Bióloga foi celebrar aniversário de casamento e virou voluntária no Pantanal
Numa noite, há três semanas, ela abriu a janela e viu só fogo. Era uma daquelas chamas que destruíam tudo, e as árvores, ao caírem, provocavam um som de trovões, como se uma tempestade estivesse próxima. O barulho era do Pantanal em brasa. Menos de quatro dias antes, a baiana Luciana Leite, 34 anos, havia chegado com o marido para celebrar os quatro anos de casamento. Agora, tudo tinha mudado. Um dos biomas mais ricos do mundo queimava a sua frente. Os dois decidiram ajudar.
Quando ouviu o que parecia ser uma trovoada, Luciana havia acabado de se resguardar no quarto da pousada. O marido, Ben, estava na mata, com outras dezenas de pessoas. “A cena começou a mudar rápido, os lugares que eu vi vivos estavam queimando”.
Ela, bióloga, e ele, zoólogo, sempre sonharam em conhecer o Pantanal. Viajaram três dias de carro do Paraná, onde moram hoje, a Porto Jofre, no município de Poconé, em Mato Grosso.

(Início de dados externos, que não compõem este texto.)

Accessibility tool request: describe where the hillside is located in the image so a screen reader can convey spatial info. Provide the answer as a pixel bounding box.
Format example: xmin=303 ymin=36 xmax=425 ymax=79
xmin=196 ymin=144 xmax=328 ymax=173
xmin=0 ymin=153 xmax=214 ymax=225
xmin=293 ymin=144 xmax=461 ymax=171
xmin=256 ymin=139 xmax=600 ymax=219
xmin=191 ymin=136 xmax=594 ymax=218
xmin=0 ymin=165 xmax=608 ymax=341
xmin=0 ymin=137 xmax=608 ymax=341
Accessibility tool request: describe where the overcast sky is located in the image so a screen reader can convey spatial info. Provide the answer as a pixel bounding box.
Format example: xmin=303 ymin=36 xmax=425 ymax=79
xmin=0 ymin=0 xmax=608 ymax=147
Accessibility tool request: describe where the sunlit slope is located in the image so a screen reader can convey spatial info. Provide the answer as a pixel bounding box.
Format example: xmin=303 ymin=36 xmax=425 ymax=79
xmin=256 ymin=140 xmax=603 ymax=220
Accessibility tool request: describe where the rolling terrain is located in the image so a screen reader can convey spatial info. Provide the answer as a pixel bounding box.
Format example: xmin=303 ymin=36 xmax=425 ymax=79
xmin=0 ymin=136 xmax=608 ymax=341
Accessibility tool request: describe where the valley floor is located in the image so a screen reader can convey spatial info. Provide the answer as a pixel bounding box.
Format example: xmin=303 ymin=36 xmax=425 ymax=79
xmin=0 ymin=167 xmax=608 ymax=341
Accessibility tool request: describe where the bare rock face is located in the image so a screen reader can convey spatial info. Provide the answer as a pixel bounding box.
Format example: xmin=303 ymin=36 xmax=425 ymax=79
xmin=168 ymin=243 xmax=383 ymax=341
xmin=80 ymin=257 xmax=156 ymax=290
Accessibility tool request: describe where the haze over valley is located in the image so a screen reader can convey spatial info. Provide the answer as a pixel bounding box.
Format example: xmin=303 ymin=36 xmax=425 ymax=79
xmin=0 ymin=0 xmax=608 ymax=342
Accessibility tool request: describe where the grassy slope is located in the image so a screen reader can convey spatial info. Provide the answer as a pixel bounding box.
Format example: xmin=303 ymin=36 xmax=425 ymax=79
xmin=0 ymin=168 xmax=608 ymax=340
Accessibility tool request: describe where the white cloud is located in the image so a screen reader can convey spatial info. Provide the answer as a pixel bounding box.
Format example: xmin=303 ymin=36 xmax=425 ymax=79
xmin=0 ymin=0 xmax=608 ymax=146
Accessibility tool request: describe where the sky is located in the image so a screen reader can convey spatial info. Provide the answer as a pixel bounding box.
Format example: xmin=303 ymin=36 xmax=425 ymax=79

Ao cruzarem a estrada Transpantaneira, o primeiro susto: no horizonte, uma fuligem irritava os olhos e acinzentava a paisagem.
Depois de se acomodarem, a proprietária da pousada onde ficariam hospedados pelos próximos seis dias contou que o marido estava numa das planícies alagadas, como brigadista voluntário. No dia seguinte, o casal de turistas fez um passeio de barco, viu onças pintadas e conheceu um pouco do Pantanal. Mas a fumaça persistia e, mesmo sem ser vista, incomodava.
“Até que a história pipocou e o fogo começou a se aproximar das pousadas. A gente tinha um passeio noturno, mas fomos tentar ajudar e ver. Foi quando começou o desespero”, lembra. No terceiro dia, a viagem de comemoração virou uma expedição voluntária.
Então, no dia 9 de setembro, chegou a hora de voltar para casa. O marido de Luciana trabalha formalmente numa empresa e as férias acabariam dali a três dias, o tempo exato do trajeto. O que viram “foi um cenário apocalíptico”, recorda Luciana.
De volta, a bióloga passou a compartilhar experiências e entrar em contato com outros grupos para planejar o retorno ao Pantanal. “Entre essas pessoas estavam três mulheres – duas amigas e uma com quem tinha amigas em comum. A gente brincava que seríamos as ‘marmiteiras do Pantanal’. Viemos para fazer o que for necessário”, conta. A junção resultou na chamada “Comitiva da Esperança”.
O trabalho da comitiva
A pousada onde se hospedou com o marido já era um verdadeiro centro de apoio a voluntários quando Luciana retornou. O Pantanal, a essa altura, muito pouco tinha de parecido com o que havia ido conhecer com o marido. Os primeiros focos de calor começaram em junho, mas as chamas se espalham com mais intensidade desde o início de setembro. Segundo o Instituto Centro de Vida, o fogo destruiu 17% de todo o Pantanal, onde já são 5.820 pontos de incêndio, o maior número da história.
Os voluntários, ainda assim, apresentavam dificuldades como a falta de equipamento de proteção e água. Já os animais que não morreram queimados necessitavam de pontos de água e alimentação para sobreviver.
O grupo criado por Luciana trabalha em frentes variadas. Há um mapeamento do que é necessário, como compra de água e alimentos e envio de suprimentos para comunidades afetadas, por exemplo. “Depende de como está o dia. O fogo é dinâmico e ele que dita o que vai acontecer”, responde ela, sobre a rotina.
Um dia antes de conversar com a reportagem, por mensagem de áudio, Luciana e a Comitiva da Esperança foram chamadas para enviar um kit de socorro à tribo dos Guató dos Pirigaras. Os índios perderam tudo, inclusive suas roças de plantação, para o fogo.
Caso a situação se mantenha estável, Luciana pretende retornar dia 30 de setembro para casa e voltar ao Pantanal em missões. O trabalho, no entanto, será mantido mesmo à distância. Haverá outras bodas para comemorar.